2025 is an interesting number: It is a perfect square number, 45²=2025 It is the sum of 3-squares, 40²+20²+5²=2025 It is the sum of cubes of all the single digits from 1 to 9, 1³+2³+3³+4³+5³+6³+7³+8³+9³=2025

@bjornfeuerbacher5514 20 күн бұрын

1³+2³+3³+4³+5³+6³+7³+8³+9³=2025 follows from the fact that 1+2+3+4+5+6+7+8+9=45 and 45²=2025. ;)

@ricardoguzman5014 19 күн бұрын

It is also the sum of consecutive integers from -10 to 64. -10 + -9 + -8 + -7 + -6 + -5 + -4 + -3 + -2 + -1 + 0 + 1 + 2 + ....+ 62 + 63 + 64 = 2025.
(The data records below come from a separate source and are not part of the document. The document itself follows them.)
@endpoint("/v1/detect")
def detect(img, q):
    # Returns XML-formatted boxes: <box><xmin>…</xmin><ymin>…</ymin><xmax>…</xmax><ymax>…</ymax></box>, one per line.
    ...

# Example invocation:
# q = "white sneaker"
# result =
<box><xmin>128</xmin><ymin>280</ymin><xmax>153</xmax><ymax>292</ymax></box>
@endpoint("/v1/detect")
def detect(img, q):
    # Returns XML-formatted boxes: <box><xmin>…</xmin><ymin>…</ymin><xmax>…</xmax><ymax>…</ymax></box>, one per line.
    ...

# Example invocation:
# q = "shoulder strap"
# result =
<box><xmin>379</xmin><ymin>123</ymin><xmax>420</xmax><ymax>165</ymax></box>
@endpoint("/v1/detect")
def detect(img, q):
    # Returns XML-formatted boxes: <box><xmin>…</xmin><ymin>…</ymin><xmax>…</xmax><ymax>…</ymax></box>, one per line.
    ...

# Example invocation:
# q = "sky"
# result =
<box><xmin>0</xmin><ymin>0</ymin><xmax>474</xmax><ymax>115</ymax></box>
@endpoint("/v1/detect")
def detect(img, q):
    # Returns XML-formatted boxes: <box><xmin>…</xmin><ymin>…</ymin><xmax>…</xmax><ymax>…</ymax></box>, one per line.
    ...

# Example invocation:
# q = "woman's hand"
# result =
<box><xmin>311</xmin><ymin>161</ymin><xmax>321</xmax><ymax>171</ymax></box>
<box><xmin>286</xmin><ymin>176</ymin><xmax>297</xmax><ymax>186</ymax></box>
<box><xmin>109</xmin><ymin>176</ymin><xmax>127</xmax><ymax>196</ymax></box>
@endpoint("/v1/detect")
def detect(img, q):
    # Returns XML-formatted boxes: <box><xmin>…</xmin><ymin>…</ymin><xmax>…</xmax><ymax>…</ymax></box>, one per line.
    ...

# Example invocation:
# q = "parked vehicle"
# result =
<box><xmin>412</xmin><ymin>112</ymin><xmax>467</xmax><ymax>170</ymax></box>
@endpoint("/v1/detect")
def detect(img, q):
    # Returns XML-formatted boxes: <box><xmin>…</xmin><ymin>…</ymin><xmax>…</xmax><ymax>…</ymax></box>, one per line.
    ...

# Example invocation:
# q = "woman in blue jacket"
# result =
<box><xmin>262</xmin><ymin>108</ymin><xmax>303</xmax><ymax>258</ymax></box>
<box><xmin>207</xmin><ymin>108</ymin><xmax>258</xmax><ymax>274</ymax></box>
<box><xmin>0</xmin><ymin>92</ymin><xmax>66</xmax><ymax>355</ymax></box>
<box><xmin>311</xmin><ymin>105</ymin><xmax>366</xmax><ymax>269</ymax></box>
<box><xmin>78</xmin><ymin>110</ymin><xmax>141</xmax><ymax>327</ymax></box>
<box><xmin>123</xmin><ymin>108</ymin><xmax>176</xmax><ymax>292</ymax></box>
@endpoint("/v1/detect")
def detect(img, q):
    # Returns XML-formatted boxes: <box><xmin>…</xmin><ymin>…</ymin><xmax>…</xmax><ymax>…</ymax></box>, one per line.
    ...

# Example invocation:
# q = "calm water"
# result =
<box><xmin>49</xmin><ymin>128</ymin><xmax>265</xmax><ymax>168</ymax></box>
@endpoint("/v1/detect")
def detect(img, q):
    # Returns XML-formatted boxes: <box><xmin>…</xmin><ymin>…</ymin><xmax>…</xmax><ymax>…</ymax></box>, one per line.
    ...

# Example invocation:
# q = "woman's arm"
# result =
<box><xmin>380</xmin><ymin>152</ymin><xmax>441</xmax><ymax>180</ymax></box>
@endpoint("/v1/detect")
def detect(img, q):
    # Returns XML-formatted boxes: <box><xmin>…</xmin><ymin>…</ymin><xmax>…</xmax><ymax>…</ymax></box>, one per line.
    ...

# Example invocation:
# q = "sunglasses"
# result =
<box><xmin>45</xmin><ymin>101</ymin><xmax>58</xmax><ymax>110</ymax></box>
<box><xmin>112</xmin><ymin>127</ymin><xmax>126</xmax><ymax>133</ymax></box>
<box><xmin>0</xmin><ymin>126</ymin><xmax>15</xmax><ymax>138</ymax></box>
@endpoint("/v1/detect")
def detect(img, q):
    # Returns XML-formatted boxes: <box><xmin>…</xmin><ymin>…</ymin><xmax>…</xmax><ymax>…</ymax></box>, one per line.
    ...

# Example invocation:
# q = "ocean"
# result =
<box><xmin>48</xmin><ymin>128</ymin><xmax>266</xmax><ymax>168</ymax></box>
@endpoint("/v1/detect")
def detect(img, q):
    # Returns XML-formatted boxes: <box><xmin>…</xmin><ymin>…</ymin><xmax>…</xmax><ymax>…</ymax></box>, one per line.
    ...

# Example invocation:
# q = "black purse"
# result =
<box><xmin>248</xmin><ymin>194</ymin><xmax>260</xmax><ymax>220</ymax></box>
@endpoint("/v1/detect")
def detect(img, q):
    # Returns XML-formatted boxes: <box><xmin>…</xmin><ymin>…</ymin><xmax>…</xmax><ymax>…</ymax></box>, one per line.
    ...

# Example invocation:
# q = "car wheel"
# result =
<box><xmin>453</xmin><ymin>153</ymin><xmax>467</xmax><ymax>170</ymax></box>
@antoniopedrofalcaolopesmor6095 14 күн бұрын

By induction I could easily prove (1+2+3+...+n)^2 = 1^3+2^3+3^3+...+n^3 I'm just wondering how this can be proved without induction. If you know the proof without induction, pls share. Thank you!

@claireli88 14 күн бұрын

@@antoniopedrofalcaolopesmor6095 It can also be proved by using the method of differences or telescoping method as shown below: Using the expansion (k+1)⁴= k⁴+4k³+6k²+4k+1 (k+1)⁴-k⁴= 4k³+6k²+4k+1 ∑[(k+1)⁴-k⁴]= 4∑k³+6∑k²+4∑k+∑1 {All summations are from k=1 to n} Using method of differences on the LHS, (n+1)⁴-1= 4∑k³+6n(n+1)(2n+1)/6+4n(n+1)/2+n Simplifying, 4∑k³= n²(n+1)² ∑k³= [n(n+1)/2]² ∴∑k³= (∑k)² {Summation from k=1 to n}

@bjornfeuerbacher5514 14 күн бұрын

@@antoniopedrofalcaolopesmor6095 Another method (quite complicated, but doable) would be using generating functions. Michael Penn once made a video on that.

@Rai_Te 20 күн бұрын

Preview image is misleading.

@bartekguz9371 20 күн бұрын

Asking just to be sure: Are we hiding the “two complex cubic roots of -1”by “introducing the external real root”? Lovely shenanigans👌

@blackpenredpen 20 күн бұрын

2024+1=2025 Boom!

@drpeyam 20 күн бұрын

Wooooow!!!

@rinkumonigogoi5480 20 күн бұрын

Big fan of both of you

@md2perpe 20 күн бұрын

It can be noted that y/x cannot be real but must be complex.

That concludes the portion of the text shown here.